Insider Trading Compliance Policy

LENSAR, Inc. (the “Company”) seeks to promote a culture that encourages ethical conduct and a commitment to compliance with the law. We require our personnel to comply at all times with federal laws and regulations governing insider trading. This policy sets forth procedures designed to promote compliance with these laws and regulations.

Persons Covered

You must comply with this policy if you are:

·
a director, officer or employee;
·
an entity controlled by a director, officer or employee; or
·
otherwise designated by the Company as subject to this policy, as an individual with access to material nonpublic information (e.g., certain contractors or consultants).

Individuals subject to this policy are responsible for ensuring that members of their household and dependents comply with this policy.

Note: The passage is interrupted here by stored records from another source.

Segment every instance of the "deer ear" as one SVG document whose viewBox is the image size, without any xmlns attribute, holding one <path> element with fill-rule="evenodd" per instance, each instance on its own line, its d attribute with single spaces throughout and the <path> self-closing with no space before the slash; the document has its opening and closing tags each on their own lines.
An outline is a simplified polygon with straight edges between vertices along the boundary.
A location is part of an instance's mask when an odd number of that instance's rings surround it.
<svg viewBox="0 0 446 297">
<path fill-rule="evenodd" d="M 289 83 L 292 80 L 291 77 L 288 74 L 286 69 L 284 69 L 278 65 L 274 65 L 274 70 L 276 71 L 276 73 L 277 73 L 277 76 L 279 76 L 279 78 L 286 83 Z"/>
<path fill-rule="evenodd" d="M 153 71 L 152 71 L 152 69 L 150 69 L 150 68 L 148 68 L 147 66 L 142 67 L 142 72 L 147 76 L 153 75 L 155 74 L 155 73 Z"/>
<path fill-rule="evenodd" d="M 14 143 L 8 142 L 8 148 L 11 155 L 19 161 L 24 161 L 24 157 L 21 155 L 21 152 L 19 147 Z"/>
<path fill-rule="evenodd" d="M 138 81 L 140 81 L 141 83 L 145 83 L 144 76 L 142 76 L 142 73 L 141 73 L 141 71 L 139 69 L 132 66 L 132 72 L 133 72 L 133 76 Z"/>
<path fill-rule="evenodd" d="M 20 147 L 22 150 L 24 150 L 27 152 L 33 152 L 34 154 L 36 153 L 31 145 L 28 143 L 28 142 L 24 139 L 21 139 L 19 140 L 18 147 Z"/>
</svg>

Notwithstanding anything to the contrary, this policy shall not apply to any such entity that engages in the investment of securities in the ordinary course of its business (e.g., an investment fund or partnership) if such entity has established its own insider trading controls and procedures in compliance with applicable securities laws.

Policy Statement

Unless otherwise permitted by this policy, you must not:

·
purchase, sell, gift or otherwise transfer any security of the Company while you possess material nonpublic information about the Company;
·
purchase, sell, gift or otherwise transfer any security of any other company, while you possess material nonpublic information about the other company that you obtained in connection with your employment by or service to the Company;
·
directly or indirectly communicate material nonpublic information to anyone outside the Company unless you follow Company policy regarding confidential information; or
·
directly or indirectly communicate material nonpublic information to anyone within the Company except on a need-to-know basis.

For this purpose:

·
securities include stocks, bonds, notes, debentures, options, warrants, equity and other convertible securities, as well as derivative instruments;

 


 

·
purchase includes not only the actual purchase of a security, but also any contract to purchase or otherwise acquire a security;
·
sale includes not only the actual sale of a security, but also any contract to sell or otherwise dispose of a security;
·
material means likely to have a significant effect on the market price of the security (also understood to mean a substantial likelihood that a reasonable investor would consider the information important in making an investment decision); and
·
nonpublic means not broadly disseminated to the general public so that investors have been able to factor the information into the market price of the security.

Material information can be positive or negative and can relate to virtually any aspect of a company’s business or to any type of security, debt, or equity. Also, information that something is likely to happen in the future—or even just that it may happen—could be deemed material. Moreover, material information does not have to be related to a company’s business. For example, the contents of a forthcoming newspaper column that is expected to affect the market price of a security can be material.

To understand how these terms apply to specific circumstances, or for any other questions about this policy, you should ask the Company’s Chief Executive Officer or Chief Financial Officer or his or her designee (each, a “Compliance Officer”).

Quarterly Blackout Periods

The Compliance Officers will designate a list of persons who (with their controlled entities and household members) must not purchase, sell, gift or otherwise transfer any security of the Company during any blackout period, except as otherwise permitted by this policy.

The quarterly blackout period:

·
begins at 11:59 p.m. on the 14th calendar day of the last month of each fiscal quarter; and
·
ends after completion of one trading day after the public release of earnings data for that quarter (for example, if the Company were to make an announcement on Monday prior to 9:30 a.m. Eastern Time, then the blackout period would terminate after the close of trading on Monday).

Exceptions to the blackout period policy may be approved by the Compliance Officers (or, in the case of exceptions for a Compliance Officer, another Compliance Officer or the Audit Committee Chairperson.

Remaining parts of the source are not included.